Alongside this, I am suggesting that the political, business and media worlds are interconnected and support each other. Government, far from being a brake (for goood or ill) on the behaviour of banks (in particular) collaborated to produce the chaos of last year. The FSA failed to block the ABN Amro bid (or whatever Gordon called it) precisely because they were restrained from intervention by the Treasury. By the way, this is in contrast to their very interventionist behaviour in other, less privileged, sectors of the financial services industry. A quick glance across the pond serves to show that this kind of cosiness is still very much the norm in the USA. I don't call this a free market.
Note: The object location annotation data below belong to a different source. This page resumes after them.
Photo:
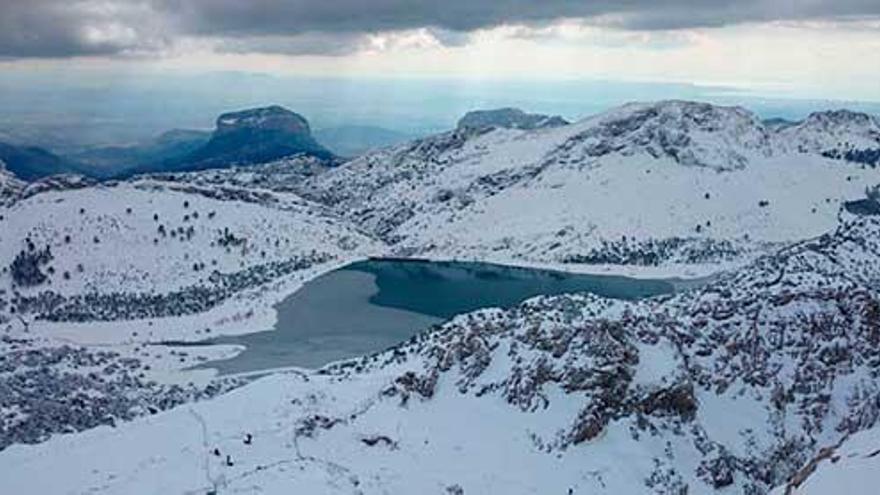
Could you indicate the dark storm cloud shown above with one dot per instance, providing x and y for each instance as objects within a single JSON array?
[
  {"x": 60, "y": 28},
  {"x": 38, "y": 28}
]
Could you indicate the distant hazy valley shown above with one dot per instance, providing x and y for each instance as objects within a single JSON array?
[{"x": 123, "y": 267}]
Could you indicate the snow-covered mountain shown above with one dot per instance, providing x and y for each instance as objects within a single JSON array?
[
  {"x": 672, "y": 183},
  {"x": 756, "y": 380},
  {"x": 737, "y": 385}
]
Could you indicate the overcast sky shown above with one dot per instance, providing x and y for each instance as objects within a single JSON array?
[{"x": 799, "y": 48}]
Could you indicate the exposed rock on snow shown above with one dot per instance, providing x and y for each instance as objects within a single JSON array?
[{"x": 510, "y": 118}]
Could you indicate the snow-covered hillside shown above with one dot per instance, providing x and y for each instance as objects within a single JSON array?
[
  {"x": 155, "y": 237},
  {"x": 670, "y": 183},
  {"x": 758, "y": 379},
  {"x": 737, "y": 385}
]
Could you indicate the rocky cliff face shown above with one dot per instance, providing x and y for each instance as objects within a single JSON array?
[
  {"x": 510, "y": 118},
  {"x": 737, "y": 384},
  {"x": 644, "y": 184},
  {"x": 840, "y": 134}
]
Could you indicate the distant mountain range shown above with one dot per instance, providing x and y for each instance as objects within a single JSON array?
[
  {"x": 32, "y": 162},
  {"x": 353, "y": 140}
]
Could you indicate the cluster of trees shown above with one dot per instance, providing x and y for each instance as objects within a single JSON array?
[
  {"x": 26, "y": 268},
  {"x": 653, "y": 252}
]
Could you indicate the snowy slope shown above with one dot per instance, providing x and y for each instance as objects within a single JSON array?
[
  {"x": 852, "y": 467},
  {"x": 735, "y": 386},
  {"x": 153, "y": 236},
  {"x": 674, "y": 182}
]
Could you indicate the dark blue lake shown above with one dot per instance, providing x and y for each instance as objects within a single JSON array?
[{"x": 372, "y": 305}]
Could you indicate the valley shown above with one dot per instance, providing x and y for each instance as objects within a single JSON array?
[{"x": 596, "y": 376}]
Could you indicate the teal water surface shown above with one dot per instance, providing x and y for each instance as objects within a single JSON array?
[{"x": 372, "y": 305}]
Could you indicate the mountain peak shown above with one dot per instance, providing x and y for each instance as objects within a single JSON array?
[
  {"x": 510, "y": 118},
  {"x": 690, "y": 133},
  {"x": 274, "y": 117}
]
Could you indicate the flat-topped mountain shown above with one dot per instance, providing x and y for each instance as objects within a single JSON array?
[
  {"x": 510, "y": 118},
  {"x": 247, "y": 137},
  {"x": 257, "y": 135}
]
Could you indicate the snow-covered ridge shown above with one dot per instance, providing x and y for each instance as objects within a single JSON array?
[
  {"x": 667, "y": 183},
  {"x": 736, "y": 386},
  {"x": 842, "y": 135}
]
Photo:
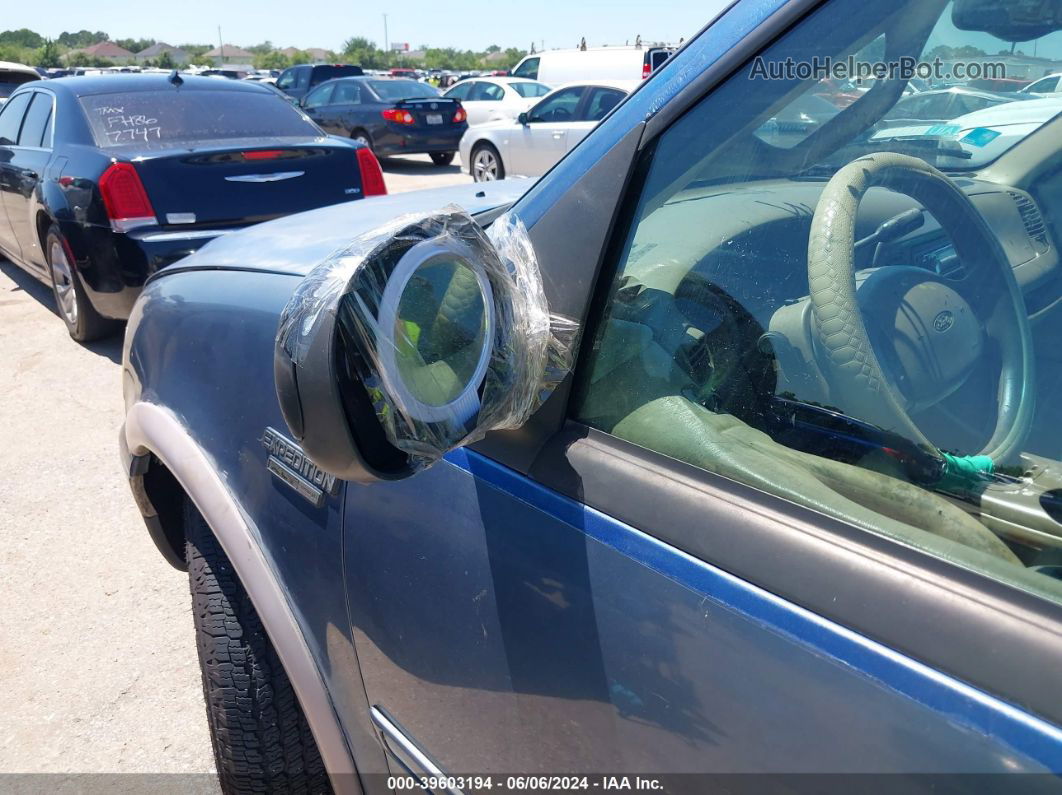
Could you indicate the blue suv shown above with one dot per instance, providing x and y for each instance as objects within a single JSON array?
[{"x": 775, "y": 482}]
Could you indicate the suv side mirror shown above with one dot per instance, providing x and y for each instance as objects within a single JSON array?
[{"x": 418, "y": 338}]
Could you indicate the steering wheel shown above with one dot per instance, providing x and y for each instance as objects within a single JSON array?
[{"x": 929, "y": 330}]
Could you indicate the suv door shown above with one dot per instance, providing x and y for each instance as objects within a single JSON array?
[
  {"x": 641, "y": 579},
  {"x": 318, "y": 106}
]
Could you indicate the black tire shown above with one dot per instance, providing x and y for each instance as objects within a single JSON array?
[
  {"x": 261, "y": 740},
  {"x": 477, "y": 173},
  {"x": 82, "y": 321}
]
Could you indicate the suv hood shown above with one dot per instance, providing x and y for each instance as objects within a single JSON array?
[{"x": 297, "y": 243}]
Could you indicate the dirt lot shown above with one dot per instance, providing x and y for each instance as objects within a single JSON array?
[{"x": 96, "y": 634}]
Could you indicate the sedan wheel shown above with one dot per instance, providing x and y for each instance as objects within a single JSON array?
[
  {"x": 75, "y": 308},
  {"x": 486, "y": 166},
  {"x": 63, "y": 279}
]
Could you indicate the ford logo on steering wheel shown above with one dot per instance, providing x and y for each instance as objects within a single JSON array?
[{"x": 943, "y": 321}]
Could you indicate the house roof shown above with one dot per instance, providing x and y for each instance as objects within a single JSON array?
[
  {"x": 232, "y": 51},
  {"x": 107, "y": 50},
  {"x": 157, "y": 49}
]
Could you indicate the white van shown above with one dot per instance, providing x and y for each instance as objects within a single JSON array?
[{"x": 554, "y": 67}]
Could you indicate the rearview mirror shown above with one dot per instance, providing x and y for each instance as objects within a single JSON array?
[
  {"x": 1011, "y": 20},
  {"x": 418, "y": 338}
]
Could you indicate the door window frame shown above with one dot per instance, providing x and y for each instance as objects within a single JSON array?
[{"x": 908, "y": 599}]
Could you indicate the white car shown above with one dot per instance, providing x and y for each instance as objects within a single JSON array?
[
  {"x": 494, "y": 99},
  {"x": 1049, "y": 85},
  {"x": 12, "y": 75},
  {"x": 540, "y": 137},
  {"x": 555, "y": 67},
  {"x": 985, "y": 134}
]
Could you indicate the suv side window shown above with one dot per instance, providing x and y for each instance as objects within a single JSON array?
[
  {"x": 601, "y": 101},
  {"x": 347, "y": 92},
  {"x": 319, "y": 97},
  {"x": 287, "y": 80},
  {"x": 11, "y": 118},
  {"x": 559, "y": 107},
  {"x": 768, "y": 323}
]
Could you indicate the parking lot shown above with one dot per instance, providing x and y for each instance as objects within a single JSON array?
[{"x": 96, "y": 633}]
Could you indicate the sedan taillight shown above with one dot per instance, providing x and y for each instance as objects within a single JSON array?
[
  {"x": 397, "y": 115},
  {"x": 372, "y": 176},
  {"x": 124, "y": 197}
]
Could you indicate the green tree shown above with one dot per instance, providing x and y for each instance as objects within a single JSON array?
[
  {"x": 49, "y": 55},
  {"x": 135, "y": 45},
  {"x": 17, "y": 53},
  {"x": 22, "y": 37},
  {"x": 82, "y": 38}
]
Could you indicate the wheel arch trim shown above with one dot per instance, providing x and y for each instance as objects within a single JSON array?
[{"x": 153, "y": 429}]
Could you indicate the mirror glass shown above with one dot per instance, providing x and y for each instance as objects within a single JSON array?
[{"x": 440, "y": 330}]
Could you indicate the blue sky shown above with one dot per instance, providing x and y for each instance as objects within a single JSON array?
[{"x": 329, "y": 22}]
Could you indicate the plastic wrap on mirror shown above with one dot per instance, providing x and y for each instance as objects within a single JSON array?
[{"x": 448, "y": 326}]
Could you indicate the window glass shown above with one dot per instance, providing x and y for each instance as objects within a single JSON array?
[
  {"x": 602, "y": 100},
  {"x": 558, "y": 107},
  {"x": 528, "y": 68},
  {"x": 460, "y": 91},
  {"x": 347, "y": 92},
  {"x": 321, "y": 73},
  {"x": 1047, "y": 85},
  {"x": 530, "y": 90},
  {"x": 11, "y": 118},
  {"x": 287, "y": 80},
  {"x": 161, "y": 119},
  {"x": 12, "y": 80},
  {"x": 393, "y": 90},
  {"x": 319, "y": 97},
  {"x": 849, "y": 322},
  {"x": 36, "y": 120}
]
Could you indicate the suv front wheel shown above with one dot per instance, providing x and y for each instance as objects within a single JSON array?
[{"x": 261, "y": 739}]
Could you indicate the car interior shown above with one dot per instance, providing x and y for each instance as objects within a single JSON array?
[{"x": 861, "y": 320}]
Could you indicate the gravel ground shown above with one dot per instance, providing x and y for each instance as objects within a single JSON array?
[{"x": 96, "y": 634}]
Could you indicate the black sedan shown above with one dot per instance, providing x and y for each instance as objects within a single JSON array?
[
  {"x": 392, "y": 117},
  {"x": 106, "y": 179}
]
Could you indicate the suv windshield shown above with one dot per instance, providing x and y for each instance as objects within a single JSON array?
[
  {"x": 321, "y": 73},
  {"x": 392, "y": 90},
  {"x": 175, "y": 118},
  {"x": 858, "y": 99}
]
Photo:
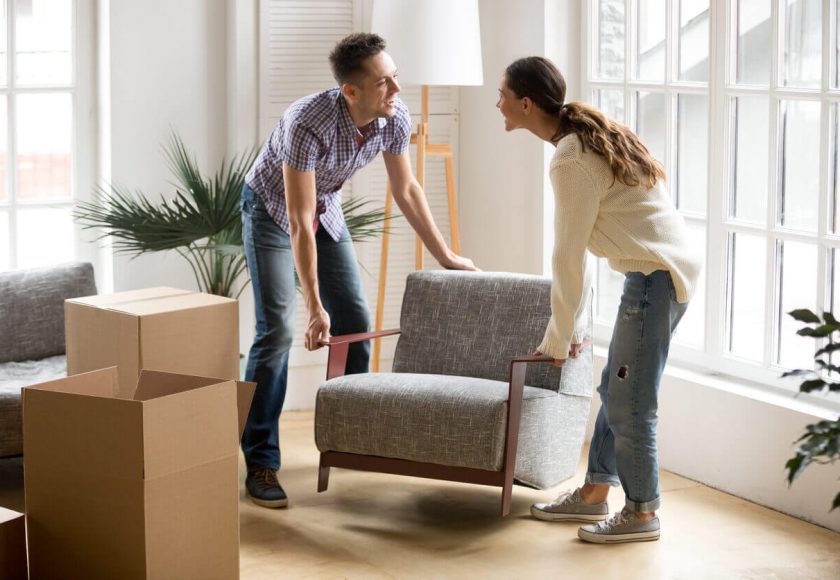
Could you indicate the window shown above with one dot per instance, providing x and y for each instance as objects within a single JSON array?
[
  {"x": 43, "y": 91},
  {"x": 739, "y": 99}
]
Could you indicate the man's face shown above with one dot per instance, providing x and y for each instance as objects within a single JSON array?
[{"x": 379, "y": 86}]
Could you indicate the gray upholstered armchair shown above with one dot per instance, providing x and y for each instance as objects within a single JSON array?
[
  {"x": 465, "y": 401},
  {"x": 32, "y": 335}
]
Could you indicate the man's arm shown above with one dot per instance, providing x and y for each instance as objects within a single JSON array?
[
  {"x": 300, "y": 202},
  {"x": 412, "y": 202}
]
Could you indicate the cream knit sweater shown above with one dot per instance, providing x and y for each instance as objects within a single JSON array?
[{"x": 637, "y": 229}]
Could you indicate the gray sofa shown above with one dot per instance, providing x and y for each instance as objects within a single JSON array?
[
  {"x": 32, "y": 335},
  {"x": 461, "y": 362}
]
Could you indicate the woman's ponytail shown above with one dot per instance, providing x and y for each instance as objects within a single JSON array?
[{"x": 630, "y": 161}]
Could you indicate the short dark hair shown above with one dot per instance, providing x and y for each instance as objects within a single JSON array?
[{"x": 348, "y": 57}]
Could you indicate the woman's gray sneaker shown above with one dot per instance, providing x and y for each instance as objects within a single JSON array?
[
  {"x": 624, "y": 526},
  {"x": 570, "y": 507}
]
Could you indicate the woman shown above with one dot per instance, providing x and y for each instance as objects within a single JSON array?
[{"x": 610, "y": 199}]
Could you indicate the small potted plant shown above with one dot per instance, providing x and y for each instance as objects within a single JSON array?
[
  {"x": 821, "y": 441},
  {"x": 201, "y": 222}
]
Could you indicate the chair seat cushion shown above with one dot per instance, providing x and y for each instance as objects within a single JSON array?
[
  {"x": 443, "y": 419},
  {"x": 13, "y": 377}
]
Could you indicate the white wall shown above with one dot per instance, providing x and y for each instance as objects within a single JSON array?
[{"x": 501, "y": 174}]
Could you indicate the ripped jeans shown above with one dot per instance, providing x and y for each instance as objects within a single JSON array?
[{"x": 623, "y": 449}]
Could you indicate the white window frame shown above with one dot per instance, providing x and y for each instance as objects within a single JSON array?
[
  {"x": 83, "y": 141},
  {"x": 713, "y": 358}
]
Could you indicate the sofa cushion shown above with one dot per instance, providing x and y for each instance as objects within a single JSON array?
[
  {"x": 32, "y": 308},
  {"x": 450, "y": 420},
  {"x": 13, "y": 377},
  {"x": 473, "y": 324}
]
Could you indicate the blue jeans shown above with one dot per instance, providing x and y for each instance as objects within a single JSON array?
[
  {"x": 623, "y": 449},
  {"x": 268, "y": 251}
]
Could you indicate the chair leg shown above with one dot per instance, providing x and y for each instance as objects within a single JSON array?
[{"x": 323, "y": 475}]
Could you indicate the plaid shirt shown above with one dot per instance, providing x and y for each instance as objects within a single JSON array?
[{"x": 317, "y": 134}]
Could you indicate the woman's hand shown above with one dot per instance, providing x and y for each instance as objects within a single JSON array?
[
  {"x": 574, "y": 352},
  {"x": 558, "y": 362}
]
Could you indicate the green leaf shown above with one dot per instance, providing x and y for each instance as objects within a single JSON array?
[
  {"x": 819, "y": 332},
  {"x": 829, "y": 348},
  {"x": 795, "y": 465},
  {"x": 200, "y": 219},
  {"x": 804, "y": 315}
]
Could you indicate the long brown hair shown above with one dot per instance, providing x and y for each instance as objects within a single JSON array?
[{"x": 538, "y": 79}]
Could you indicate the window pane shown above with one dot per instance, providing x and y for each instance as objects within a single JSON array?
[
  {"x": 3, "y": 143},
  {"x": 834, "y": 165},
  {"x": 693, "y": 44},
  {"x": 609, "y": 51},
  {"x": 800, "y": 165},
  {"x": 754, "y": 45},
  {"x": 650, "y": 40},
  {"x": 610, "y": 284},
  {"x": 44, "y": 124},
  {"x": 692, "y": 152},
  {"x": 35, "y": 247},
  {"x": 43, "y": 37},
  {"x": 834, "y": 279},
  {"x": 5, "y": 255},
  {"x": 749, "y": 158},
  {"x": 798, "y": 290},
  {"x": 2, "y": 42},
  {"x": 746, "y": 287},
  {"x": 803, "y": 43},
  {"x": 611, "y": 103},
  {"x": 650, "y": 122},
  {"x": 691, "y": 330},
  {"x": 836, "y": 80}
]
Finally, I was a bit surprised that you seem to blame the FSA rather than RBS over the ABN Amro fiasco. Yes, the FSA failed as a regulator but is it really for the regulator to be accountable for every decision management makes? Would they have been lauded if they had stopped the deal? Surely, the primary fault lies with RBS's management and Board. Blaming the FSA holds the state accountable for management of banks.